Natalie took a deep breath. “We don’t know where she is.”
“What?” His tone startled Natalie.
“I woke up this morning around six thirty and she wasn’t in our hotel room or in Lauren’s. And we’ve been looking, but we can’t find her.”
“And you’re just calling me? That was three hours ago,” he said, his voice rising.
“I know, I’m sorry. We thought we’d find her.”
“When was the last time you saw her?”
“I’m not sure. Most of the night is a blur.” Natalie squeezed the bridge of her nose.
“What?” He spoke sharply, and Natalie felt sharp pricks run up and down her arms.
“I think I may have been drugged,” Natalie said, releasing a long breath.
She could hear Jason exhale. “Just tell me everything you know from beginning to end—please,” he said, his words measured.
She filled him in on what she could. She left out Marco, for now. That could wait. There was so much they still didn’t know.
“Have you called the police?” Jason asked when she finished.
“Yes, they should be here soon.” She could see Maria talking to Lauren by the front desk.
“Soon?” Jason snickered. “You’re in Mexico, Nat. I’ll probably get there before they do. I’m going to try to get on the next flight out.”

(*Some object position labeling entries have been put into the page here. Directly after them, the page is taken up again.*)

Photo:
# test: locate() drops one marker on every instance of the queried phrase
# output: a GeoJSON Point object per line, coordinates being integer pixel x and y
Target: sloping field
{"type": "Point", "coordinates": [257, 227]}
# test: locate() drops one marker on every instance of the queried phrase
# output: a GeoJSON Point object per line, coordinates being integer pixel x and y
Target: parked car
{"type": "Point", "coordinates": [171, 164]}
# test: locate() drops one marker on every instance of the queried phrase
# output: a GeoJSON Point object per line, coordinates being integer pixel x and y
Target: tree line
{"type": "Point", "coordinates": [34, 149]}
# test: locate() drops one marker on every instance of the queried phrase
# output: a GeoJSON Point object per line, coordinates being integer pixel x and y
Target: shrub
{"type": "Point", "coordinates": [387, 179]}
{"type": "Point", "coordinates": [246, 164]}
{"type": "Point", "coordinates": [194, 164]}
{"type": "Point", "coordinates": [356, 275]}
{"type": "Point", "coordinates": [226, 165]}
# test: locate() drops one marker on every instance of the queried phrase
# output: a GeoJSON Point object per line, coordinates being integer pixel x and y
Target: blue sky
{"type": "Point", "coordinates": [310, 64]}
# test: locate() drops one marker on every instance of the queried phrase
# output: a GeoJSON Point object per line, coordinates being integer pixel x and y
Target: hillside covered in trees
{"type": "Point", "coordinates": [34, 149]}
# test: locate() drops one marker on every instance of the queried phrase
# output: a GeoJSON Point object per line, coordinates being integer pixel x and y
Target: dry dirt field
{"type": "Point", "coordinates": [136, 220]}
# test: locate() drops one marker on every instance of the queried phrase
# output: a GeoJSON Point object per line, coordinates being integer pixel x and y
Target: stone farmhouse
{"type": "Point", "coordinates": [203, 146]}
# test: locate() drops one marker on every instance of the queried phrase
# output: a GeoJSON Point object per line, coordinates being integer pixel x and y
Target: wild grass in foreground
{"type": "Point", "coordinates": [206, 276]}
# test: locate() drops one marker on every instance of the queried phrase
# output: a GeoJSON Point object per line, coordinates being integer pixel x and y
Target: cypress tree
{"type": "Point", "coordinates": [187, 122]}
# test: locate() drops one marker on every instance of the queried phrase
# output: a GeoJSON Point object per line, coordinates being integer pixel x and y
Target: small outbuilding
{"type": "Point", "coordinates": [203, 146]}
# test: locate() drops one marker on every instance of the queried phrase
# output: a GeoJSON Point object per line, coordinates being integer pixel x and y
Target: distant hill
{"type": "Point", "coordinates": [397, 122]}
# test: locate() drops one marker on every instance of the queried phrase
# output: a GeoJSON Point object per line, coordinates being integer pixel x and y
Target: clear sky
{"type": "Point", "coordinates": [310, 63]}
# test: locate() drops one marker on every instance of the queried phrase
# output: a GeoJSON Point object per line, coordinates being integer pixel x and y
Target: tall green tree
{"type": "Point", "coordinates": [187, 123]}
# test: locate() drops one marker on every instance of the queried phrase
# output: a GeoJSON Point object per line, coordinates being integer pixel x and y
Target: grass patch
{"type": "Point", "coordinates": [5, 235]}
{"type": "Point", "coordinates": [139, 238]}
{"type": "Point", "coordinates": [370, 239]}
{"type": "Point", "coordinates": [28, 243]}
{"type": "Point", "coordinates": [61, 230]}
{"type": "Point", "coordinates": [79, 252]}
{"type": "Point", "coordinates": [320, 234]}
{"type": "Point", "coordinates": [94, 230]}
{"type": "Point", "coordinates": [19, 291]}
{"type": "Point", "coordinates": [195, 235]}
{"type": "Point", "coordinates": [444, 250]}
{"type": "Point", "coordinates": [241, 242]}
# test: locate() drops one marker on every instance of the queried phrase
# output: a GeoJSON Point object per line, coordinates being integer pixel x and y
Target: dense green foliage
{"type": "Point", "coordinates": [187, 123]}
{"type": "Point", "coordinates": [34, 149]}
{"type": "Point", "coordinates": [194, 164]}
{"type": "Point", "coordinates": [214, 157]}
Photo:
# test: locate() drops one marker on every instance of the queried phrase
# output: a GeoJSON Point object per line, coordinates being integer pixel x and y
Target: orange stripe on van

Natalie waited for him to say more, but she could only hear his deep breathing on the other end. “Hey, you still there?”
“I’m here, Nat. This is just not the call you want to get—ever.”
Natalie wanted to say, This is also not the call you want to make—ever. Especially when she couldn’t even be sure when the last time she saw Ashley was. A thought started gnawing at her insides. What if her mind was protecting her from the devastation of her own memories?
Jason sighed. “That thing you told me about a woman screaming in the water, that scares the shit out of me.”